The Romanesque bell tower of the ancient parish church (15th century) also stands on Piazza Umberto I, flanked on one side by the Palazzo dei Conti Costa and on the other by the Chiesa della Confraternita di San Giovanni Evangelista, known as the Battuti Rossi, which houses a painting by the Cherasco painter Sebastiano Taricco. In the main town and in the hamlets there are numerous chapels, many of which sport valuable frescoes.


During Carnival, the village comes alive with a huge party in which the locals dress up as Count Giorgio Maria Costa and his wife Luciana di Girolamo Roero. The parades of allegorical floats hand-pulled through the streets of the town are unmissable.

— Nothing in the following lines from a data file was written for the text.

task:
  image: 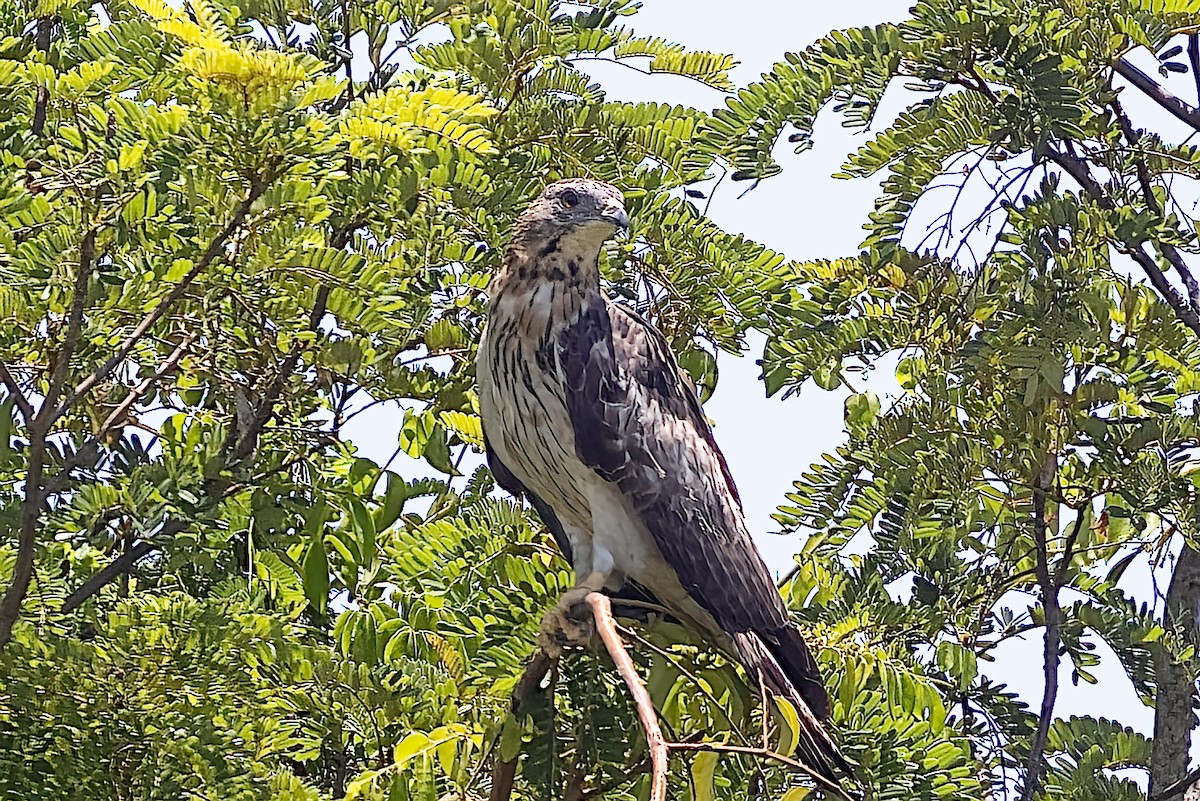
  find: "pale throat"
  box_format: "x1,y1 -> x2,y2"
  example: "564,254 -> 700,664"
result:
493,228 -> 611,297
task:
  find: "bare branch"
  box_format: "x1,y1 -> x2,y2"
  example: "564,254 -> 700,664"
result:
1112,59 -> 1200,131
61,537 -> 159,614
34,17 -> 54,137
587,592 -> 671,801
1112,98 -> 1200,309
96,333 -> 196,439
0,361 -> 34,426
57,181 -> 266,423
1146,767 -> 1200,801
1021,451 -> 1062,801
1042,147 -> 1200,336
37,228 -> 96,412
0,430 -> 46,651
667,742 -> 850,799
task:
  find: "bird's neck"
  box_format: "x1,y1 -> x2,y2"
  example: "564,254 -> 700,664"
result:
488,241 -> 601,335
488,236 -> 600,302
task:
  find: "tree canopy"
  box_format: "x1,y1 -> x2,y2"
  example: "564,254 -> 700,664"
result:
7,0 -> 1200,801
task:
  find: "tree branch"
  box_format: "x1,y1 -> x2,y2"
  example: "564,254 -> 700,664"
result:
667,742 -> 850,799
1021,452 -> 1062,801
1112,59 -> 1200,131
60,537 -> 159,614
1042,147 -> 1200,336
0,361 -> 34,426
49,180 -> 266,423
0,429 -> 46,652
1147,540 -> 1200,801
1112,97 -> 1200,309
37,228 -> 96,412
587,592 -> 670,801
1146,767 -> 1200,801
34,17 -> 54,137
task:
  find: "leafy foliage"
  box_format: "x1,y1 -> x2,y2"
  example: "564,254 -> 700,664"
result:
700,0 -> 1200,799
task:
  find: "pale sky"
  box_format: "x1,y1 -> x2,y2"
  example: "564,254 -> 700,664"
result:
347,0 -> 1189,757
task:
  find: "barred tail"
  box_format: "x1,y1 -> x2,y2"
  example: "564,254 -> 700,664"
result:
733,632 -> 853,799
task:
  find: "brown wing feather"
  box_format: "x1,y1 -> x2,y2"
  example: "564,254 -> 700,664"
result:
558,299 -> 829,718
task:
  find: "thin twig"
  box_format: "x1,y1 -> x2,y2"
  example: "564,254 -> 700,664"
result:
36,228 -> 96,412
96,335 -> 196,439
587,592 -> 670,801
666,742 -> 847,799
57,180 -> 266,423
1043,147 -> 1200,336
488,649 -> 554,801
34,17 -> 54,137
1112,59 -> 1200,131
0,361 -> 34,426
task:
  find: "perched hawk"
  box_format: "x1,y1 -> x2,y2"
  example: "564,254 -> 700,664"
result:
476,180 -> 848,781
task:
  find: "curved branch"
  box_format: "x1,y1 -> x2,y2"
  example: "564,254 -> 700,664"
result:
587,592 -> 670,801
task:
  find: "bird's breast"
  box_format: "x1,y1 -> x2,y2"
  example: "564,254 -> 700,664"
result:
476,303 -> 590,529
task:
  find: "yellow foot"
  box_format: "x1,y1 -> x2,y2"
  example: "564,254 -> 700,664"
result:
538,586 -> 595,657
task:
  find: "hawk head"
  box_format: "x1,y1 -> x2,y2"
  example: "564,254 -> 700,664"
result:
512,177 -> 629,251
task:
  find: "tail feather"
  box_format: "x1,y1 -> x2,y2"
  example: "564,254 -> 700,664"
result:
733,632 -> 853,799
760,625 -> 829,721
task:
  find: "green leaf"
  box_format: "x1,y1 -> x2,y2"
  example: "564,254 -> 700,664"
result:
845,391 -> 880,436
304,530 -> 329,614
691,751 -> 720,801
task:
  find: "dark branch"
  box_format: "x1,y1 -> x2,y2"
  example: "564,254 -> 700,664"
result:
1042,147 -> 1200,336
61,537 -> 159,614
38,228 -> 96,412
0,361 -> 34,426
1112,59 -> 1200,131
1112,100 -> 1200,311
1021,452 -> 1062,801
1146,767 -> 1200,801
0,429 -> 46,651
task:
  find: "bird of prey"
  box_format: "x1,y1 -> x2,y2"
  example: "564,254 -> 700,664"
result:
476,179 -> 850,782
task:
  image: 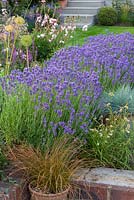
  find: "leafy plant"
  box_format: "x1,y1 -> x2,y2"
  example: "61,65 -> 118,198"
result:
120,4 -> 130,23
9,136 -> 85,194
87,112 -> 134,169
98,7 -> 117,26
0,85 -> 45,146
101,85 -> 134,115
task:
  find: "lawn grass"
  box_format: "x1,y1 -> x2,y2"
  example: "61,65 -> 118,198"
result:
67,26 -> 134,46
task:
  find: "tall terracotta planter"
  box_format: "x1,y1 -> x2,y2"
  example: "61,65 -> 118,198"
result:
29,184 -> 69,200
59,0 -> 68,8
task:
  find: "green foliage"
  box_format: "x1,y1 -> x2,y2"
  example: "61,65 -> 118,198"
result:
34,32 -> 54,61
87,113 -> 134,169
128,6 -> 134,26
98,7 -> 117,26
0,147 -> 8,170
112,0 -> 134,25
9,0 -> 32,16
120,4 -> 130,24
101,85 -> 134,115
0,88 -> 45,146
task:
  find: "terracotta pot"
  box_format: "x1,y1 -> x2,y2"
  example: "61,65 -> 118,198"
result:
59,0 -> 68,8
29,184 -> 69,200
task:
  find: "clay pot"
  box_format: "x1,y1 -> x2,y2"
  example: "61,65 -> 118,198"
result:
59,0 -> 68,8
29,184 -> 69,200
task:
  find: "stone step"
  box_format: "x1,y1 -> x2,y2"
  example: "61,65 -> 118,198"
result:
68,0 -> 104,8
62,14 -> 95,27
63,7 -> 100,15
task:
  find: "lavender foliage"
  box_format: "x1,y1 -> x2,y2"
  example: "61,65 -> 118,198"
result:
0,33 -> 134,145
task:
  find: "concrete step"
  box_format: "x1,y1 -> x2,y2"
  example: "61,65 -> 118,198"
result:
63,7 -> 100,15
68,0 -> 104,8
62,14 -> 95,27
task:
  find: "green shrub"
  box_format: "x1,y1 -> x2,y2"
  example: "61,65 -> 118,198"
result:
101,85 -> 134,115
98,7 -> 117,26
120,4 -> 130,24
0,88 -> 45,146
87,113 -> 134,169
128,6 -> 134,26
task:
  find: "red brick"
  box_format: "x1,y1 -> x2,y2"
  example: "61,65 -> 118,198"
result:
110,187 -> 134,200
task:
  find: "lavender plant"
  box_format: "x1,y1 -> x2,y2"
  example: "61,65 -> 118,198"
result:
87,112 -> 134,169
101,85 -> 134,115
0,66 -> 101,146
0,33 -> 134,152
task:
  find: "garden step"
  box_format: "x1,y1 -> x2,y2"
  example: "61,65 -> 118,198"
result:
62,14 -> 95,27
63,7 -> 100,15
74,168 -> 134,200
68,0 -> 104,8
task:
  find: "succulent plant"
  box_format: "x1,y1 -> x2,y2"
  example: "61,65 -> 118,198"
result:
101,85 -> 134,115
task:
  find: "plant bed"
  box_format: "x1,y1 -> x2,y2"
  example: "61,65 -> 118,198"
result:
0,168 -> 134,200
71,168 -> 134,200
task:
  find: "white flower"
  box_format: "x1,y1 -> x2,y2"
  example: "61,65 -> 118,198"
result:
82,25 -> 88,31
49,18 -> 57,24
36,16 -> 42,23
59,40 -> 65,44
40,33 -> 45,38
60,26 -> 66,31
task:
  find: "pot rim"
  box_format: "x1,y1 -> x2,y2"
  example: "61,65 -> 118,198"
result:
28,183 -> 70,197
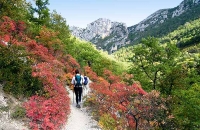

In the last weekend of November, as part of the festival that celebrates its ancient patron Saint Francis Xavier, Trinità proposes the Fera dij Pocio and dij Bigat. The dialect term pocio indicates the medlar, a poor fruit introduced to Piedmont by the Romans, while bigat are nothing but silkworms, in the past widely bred in the Cuneo countryside for the production of the precious fabric.


Trinità has been the birthplace of many illustrious personalities, including Father Antonio Ferrua, a Jesuit archaeologist, and part of the team responsible for the research performed under the Vatican Basilica to identify the tomb of St. Peter, and Oddone Pascale, a distinguished painter active in the first half of the sixteenth century.